AW: Well mainly figurative artists, Freud and Uglow have been influential. Maybe Andrew Wyeth, I hadn’t been so aware of Andrew Wyeth but I am now and obviously he works in tempera so there’s an affinity there. It was only when I went to America that I saw his work rather than in reproductions. But also early Italian painting, I’ve always liked Giovanni Bellini and Piero della Francesca. And Morandi, I wouldn’t say that he’s been a major influence but there’s a stillness about his painting although he’s very different there’s something there. And some of the surrealist painters, like de Chirico for example. Also, Spanish painters, like Francisco de Zurbarán.
CM: You had the extraordinary commission to paint the Queen in 1996. Did this commission pose any significant challenge to your normal practice?

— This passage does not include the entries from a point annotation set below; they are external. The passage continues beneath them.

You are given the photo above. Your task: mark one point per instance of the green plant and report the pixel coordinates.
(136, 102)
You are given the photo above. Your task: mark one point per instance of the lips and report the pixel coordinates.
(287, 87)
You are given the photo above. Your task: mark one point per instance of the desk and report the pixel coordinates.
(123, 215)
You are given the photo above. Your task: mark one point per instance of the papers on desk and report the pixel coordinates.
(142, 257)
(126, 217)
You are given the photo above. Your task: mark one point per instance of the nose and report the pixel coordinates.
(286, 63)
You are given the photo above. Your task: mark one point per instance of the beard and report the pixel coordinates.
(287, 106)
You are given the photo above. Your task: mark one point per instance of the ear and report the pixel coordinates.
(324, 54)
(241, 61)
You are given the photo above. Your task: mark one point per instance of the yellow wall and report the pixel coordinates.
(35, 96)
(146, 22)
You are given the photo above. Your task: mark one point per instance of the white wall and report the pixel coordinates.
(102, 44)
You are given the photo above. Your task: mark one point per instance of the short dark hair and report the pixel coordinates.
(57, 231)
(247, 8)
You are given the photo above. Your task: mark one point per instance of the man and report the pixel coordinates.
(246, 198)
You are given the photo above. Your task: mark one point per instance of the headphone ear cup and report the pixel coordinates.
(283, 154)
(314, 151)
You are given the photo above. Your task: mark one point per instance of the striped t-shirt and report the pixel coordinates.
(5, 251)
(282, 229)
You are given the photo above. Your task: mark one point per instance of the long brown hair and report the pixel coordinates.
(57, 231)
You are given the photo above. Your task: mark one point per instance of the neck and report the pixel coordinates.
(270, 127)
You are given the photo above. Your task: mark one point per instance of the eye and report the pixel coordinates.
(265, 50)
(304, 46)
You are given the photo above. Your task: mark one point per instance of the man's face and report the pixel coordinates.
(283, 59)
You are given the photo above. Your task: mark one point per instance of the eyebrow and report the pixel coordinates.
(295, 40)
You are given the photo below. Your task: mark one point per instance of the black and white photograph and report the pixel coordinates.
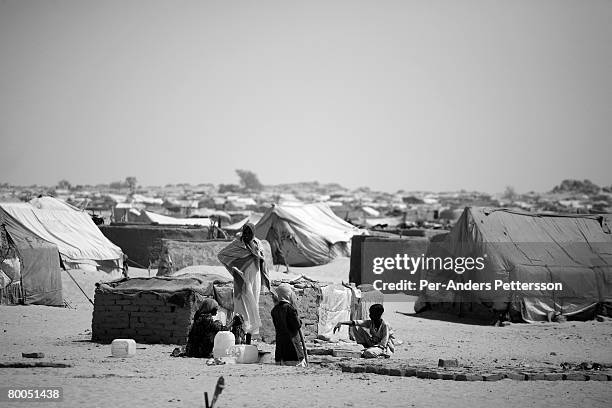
(305, 203)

AW: Well it was a commission but it was also a prize I won, so I wasn’t actually doing it for her whereas normally if you have a commission you are doing it for someone and they have to like the work if they are going to pay for it. In this case I had free reign, I didn’t have to satisfy her or anyone really. But yes, you are right, it was actually quite an odd experience. When I had my first sitting, I hadn’t actually met her beforehand. I just had to go and set-up and wait in Buckingham Palace which was a strange thing to do anyway. You arrive there and then you are taken to a room and then you have to wait for the Queen to arrive. Then you’ve actually got to draw her. I was quite young when I did that and I had a lot of time to think about it, I had about five months to think about what I was going to do. They were very generous at that time, I had seven sittings which were at least about an hour and a half each time, over a three or four month period, which you really don’t get now. Now you would be lucky if you got one or two. I spoke to someone who painted her a few years ago and she only had about half an hour. It’s always hard with sitters if it’s someone you don’t know very well, I’m always worried they just don’t want to be there, that they’ve got better things to do, it’s always slightly unnerving. As a model she was actually quite animated and talkative. She didn’t sit in silence, she was talking all the way through either to me or the private secretary who was in earshot. We talked about various things, there were a few things going on at that time, the Dunblane massacre and things like that, and she was talking about some of the people outside, talking about what they were wearing, the current fashions. She was very engaged with everything, she wasn’t remote or distanced at all.
CM: How did lockdown affect your practice?
AW: It was a strange period. I quite enjoyed the first lockdown, I quite like having had to stop and reconsider everything. It was strange because I couldn’t really have any portrait sittings so I could only really work on still-lifes. I couldn’t come to the studio, so I was at home a lot. I’m not sure how beneficial it’s been.
CM: What are the latest developments in your work?
AW: I’m working on this series of small portrait heads. Obviously, that’s a subject that I’ve explored many times before, but not for a few years. It’s been at least two and a half years since I’ve worked with models. I’ve got a series of models I am working with at the moment, and all but one I’ve worked with before. Alongside these I’m working on a large figurative piece but that’s quite big so will take some time to complete.
CM: Thank you Antony, it’s a pleasure to talk to you about your work.